I'm wrestling with my second work of historical fiction/mystery, the book with the working title "The Hungry Place" -- a title that's going to change this month, as a new set of opening chapters unfolds. It's taking me back and forth, like a weaver's shuttle, among the details of the 1850s in Vermont. Today I'm studying Daniel Webster and his speeches. I grew up with a mild case of hero worship for Webster, thanks to my mother's happy gathering of family genealogy. She didn't always dig into what people had done and said, but she was just happy that they had a place in history books.
To many northern New Englanders, Webster's 1850 speech urging compromise on the issue of slavery, in order to hold together the Union of states, smacked of moral depravity and betrayal of a God-given imperative: that all people be honored as created by the same Creator, for lives of dignity. Dartmouth College provides a link to the text of this speech.

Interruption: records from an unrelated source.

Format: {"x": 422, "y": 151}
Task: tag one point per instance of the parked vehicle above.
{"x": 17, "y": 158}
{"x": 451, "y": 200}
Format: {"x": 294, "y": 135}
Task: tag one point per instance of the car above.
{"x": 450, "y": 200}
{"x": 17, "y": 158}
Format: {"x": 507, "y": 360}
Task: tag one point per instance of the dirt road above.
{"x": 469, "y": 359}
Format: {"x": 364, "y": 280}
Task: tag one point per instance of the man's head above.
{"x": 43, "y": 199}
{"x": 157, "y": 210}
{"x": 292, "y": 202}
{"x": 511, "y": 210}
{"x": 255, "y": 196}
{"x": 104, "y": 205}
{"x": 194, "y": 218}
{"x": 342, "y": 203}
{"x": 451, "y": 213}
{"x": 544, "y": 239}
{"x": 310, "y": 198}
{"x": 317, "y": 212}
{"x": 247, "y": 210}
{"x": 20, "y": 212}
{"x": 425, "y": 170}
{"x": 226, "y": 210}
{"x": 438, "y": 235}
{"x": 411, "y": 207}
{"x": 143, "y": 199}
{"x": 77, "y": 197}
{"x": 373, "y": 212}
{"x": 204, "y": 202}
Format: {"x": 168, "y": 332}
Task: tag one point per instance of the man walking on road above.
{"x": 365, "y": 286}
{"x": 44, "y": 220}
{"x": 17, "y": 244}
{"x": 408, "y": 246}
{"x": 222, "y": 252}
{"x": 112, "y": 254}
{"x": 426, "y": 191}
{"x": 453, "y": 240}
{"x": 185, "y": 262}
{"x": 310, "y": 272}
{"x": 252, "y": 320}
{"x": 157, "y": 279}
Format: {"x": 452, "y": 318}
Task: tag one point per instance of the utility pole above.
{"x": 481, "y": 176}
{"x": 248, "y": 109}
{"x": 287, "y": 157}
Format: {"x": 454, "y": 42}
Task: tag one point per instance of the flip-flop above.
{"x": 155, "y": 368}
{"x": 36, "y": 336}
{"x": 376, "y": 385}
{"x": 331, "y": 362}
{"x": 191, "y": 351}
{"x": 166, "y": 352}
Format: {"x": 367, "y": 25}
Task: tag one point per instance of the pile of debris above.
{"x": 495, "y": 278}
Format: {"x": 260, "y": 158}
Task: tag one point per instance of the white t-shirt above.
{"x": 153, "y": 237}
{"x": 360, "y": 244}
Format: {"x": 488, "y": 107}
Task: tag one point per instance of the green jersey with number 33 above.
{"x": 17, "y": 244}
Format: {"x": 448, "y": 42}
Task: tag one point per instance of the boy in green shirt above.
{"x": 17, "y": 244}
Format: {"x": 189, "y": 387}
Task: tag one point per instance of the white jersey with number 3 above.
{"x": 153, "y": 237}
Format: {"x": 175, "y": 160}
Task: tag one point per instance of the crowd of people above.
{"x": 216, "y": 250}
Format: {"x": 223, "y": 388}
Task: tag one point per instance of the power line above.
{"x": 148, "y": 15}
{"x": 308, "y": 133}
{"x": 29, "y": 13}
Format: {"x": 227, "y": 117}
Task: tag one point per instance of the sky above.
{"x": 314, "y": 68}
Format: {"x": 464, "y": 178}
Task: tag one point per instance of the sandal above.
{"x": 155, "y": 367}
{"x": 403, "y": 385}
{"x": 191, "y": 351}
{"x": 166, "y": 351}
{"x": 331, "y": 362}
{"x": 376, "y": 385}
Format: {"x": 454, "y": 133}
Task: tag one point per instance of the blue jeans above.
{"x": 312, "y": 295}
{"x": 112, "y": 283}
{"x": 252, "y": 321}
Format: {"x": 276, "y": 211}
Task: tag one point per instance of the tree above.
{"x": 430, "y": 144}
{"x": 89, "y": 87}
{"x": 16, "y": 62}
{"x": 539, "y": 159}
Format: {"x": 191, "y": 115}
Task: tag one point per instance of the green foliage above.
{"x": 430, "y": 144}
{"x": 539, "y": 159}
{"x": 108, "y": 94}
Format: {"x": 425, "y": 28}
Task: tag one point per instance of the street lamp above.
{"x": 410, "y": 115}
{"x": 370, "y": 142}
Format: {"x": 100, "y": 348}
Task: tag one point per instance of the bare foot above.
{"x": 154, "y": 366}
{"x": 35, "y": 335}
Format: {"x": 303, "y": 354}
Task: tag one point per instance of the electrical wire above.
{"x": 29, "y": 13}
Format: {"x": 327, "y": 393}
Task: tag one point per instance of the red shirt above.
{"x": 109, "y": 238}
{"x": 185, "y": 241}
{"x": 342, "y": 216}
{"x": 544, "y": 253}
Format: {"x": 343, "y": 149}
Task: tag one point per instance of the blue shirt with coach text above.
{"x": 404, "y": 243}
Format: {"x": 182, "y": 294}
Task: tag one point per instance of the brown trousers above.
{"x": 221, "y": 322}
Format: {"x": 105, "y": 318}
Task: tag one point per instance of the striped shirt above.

Webster's last speech, in 1852, is called "The Dignity and Importance of History." Ironic that he would let go of insisting on the dignity of humans, but mark instead the dignity of history! But there's a portion of the speech that does appeal to me, because it seems to apply so well to what I'm struggling to do:
Well written history must always be the result of genius and taste, as well as of research and study. It stands next to epic poetry, among the productions of the human mind. If it requires less of invention than that, it is not behind it in dignity and importance. The province of the epic is the poetical narrative of real or supposed events, and the representation of real, or at least natural, characters; and history, in its noblest examples, is an account of occurrences in which great events are commemorated, and distinguished men appear as agents and actors. Epic poetry and the drama are but narratives, the former partly and the latter wholly, in the form of a dialogue, but their characters and personages are usually, in part at least, the creations of the imagination.
Severe history sometimes assumes the dialogue, or dramatic form, and, without departing from truth, is embellished by supposed colloquies or speeches, as in the productions of that great master, Titus Livius, or that greater master still, Thucydides.
The drawing of characters, consistent with general truth and fidelity, is no violation of historical accuracy; it is only an illustration or an ornament.